When visiting the page with a normal browser like Firefox or Chrome it opens without any issues. However, when using Selenium it gets a white screen page back. My script already includes the standard procedures found on StackOverflow hundreds of times:
options.add_experimental_option("excludeSwitches", ["enable-automation"])
options.add_experimental_option('useAutomationExtension', False)
options.add_argument('--disable-blink-features=AutomationControlled')
I'm also using rotating and updating user agents on every request.
Further investigation has shown the server seems to throw a 429 error. Normally 429 states that there are too many requests that had been made, but since I've only tried it less than 10 times and on the normal browsers it still works this doesn't seem to be the problem.
Another look at Chromes Network -> Headers tab shows that the server throwing the 429 error is Cloudflare so it seems that Cloudflare is involved in any way.
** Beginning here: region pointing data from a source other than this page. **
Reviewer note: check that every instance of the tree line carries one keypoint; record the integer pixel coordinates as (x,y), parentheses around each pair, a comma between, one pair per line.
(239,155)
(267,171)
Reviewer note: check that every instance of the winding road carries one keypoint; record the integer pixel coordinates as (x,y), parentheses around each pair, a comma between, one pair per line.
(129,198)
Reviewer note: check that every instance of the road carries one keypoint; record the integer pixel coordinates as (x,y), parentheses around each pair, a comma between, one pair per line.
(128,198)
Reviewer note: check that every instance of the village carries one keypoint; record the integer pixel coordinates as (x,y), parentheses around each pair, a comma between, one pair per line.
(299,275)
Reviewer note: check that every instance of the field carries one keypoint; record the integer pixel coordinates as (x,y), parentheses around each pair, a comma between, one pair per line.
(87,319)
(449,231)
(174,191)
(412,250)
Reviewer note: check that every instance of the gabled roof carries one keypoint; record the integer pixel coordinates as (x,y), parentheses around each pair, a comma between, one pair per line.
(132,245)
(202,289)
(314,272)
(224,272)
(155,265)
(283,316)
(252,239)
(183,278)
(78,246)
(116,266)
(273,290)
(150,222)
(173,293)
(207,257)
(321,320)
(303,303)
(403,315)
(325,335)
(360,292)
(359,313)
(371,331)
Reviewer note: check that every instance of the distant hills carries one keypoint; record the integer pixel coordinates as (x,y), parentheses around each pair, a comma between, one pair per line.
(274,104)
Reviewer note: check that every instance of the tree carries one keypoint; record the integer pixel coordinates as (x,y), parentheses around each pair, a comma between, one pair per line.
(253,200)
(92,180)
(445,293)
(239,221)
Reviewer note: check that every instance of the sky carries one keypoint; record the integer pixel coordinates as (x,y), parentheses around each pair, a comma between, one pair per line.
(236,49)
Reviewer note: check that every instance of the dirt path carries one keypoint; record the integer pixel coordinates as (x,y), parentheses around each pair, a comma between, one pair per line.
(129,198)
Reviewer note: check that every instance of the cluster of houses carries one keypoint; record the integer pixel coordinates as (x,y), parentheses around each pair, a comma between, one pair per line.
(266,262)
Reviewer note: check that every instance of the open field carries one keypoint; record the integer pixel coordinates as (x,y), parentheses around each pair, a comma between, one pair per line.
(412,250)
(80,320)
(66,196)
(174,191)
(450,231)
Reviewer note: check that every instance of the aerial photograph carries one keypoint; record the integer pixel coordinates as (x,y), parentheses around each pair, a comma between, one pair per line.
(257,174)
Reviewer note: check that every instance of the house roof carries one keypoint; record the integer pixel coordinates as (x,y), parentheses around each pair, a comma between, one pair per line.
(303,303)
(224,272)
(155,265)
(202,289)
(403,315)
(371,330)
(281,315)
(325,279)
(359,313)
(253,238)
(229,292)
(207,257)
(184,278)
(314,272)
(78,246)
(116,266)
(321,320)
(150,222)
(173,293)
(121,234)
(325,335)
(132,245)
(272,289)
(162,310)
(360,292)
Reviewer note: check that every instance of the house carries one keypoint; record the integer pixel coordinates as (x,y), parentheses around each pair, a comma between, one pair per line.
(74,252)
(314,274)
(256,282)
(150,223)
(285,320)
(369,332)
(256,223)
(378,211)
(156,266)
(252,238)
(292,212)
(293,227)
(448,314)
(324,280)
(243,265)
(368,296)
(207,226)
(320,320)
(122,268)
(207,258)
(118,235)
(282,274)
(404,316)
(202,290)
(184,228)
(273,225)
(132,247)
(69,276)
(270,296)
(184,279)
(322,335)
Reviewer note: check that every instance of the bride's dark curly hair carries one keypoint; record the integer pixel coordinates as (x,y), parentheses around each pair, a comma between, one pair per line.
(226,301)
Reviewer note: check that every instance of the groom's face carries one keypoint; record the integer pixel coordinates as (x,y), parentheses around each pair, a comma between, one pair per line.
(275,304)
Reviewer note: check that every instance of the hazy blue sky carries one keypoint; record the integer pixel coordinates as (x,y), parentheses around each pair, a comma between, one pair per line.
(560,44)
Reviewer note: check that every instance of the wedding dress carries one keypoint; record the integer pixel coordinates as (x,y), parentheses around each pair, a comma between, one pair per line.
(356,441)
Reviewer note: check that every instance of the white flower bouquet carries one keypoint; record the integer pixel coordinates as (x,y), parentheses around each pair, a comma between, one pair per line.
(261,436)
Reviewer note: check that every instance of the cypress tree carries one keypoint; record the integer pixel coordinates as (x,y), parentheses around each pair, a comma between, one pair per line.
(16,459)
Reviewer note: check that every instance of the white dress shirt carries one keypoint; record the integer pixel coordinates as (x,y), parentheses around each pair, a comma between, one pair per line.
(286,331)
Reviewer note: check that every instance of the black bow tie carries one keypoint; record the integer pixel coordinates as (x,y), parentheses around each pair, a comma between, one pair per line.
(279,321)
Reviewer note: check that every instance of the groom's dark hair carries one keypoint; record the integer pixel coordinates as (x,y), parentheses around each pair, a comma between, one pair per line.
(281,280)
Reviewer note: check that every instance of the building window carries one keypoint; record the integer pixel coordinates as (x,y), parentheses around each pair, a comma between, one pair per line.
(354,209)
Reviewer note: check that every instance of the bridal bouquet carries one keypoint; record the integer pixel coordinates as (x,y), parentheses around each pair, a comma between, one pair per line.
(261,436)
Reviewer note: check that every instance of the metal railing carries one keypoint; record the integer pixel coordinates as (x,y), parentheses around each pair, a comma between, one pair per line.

I've compared the Request Headers of a successful connection (Right on picture) and a 429 Error connection on the left. Headers comparison
The only thing that is different is a slightly larger cookie set (all cookies were deleted before the request where made), a referer header, the sec-fetch-site value containing same-origin, and sec-fetch-user: ?1 . Adding/changing this header information with a tool called selenium wire, doesn't seem to affect the problem I'm facing in any kind of way.
I also could identify a request cookie: "name":"KP_REF","domain":"www.bstn.com","value":""
being created on the normal browser and doesn't exists when using Selenium. Adding:
driver.add_cookie({"name":"KP_REF","domain":"www.bstn.com","value":""})
also doesn't change anything.
What am I missing or doing wrong to be able to access this page? I'm also not using Chrome headless so far and I depend on using ChromeDriver, as this is the standard inside of our application. I also insist on ChromeDriver as ChromeDriverManager doesn't seem to work with undetected-ChromeDriver.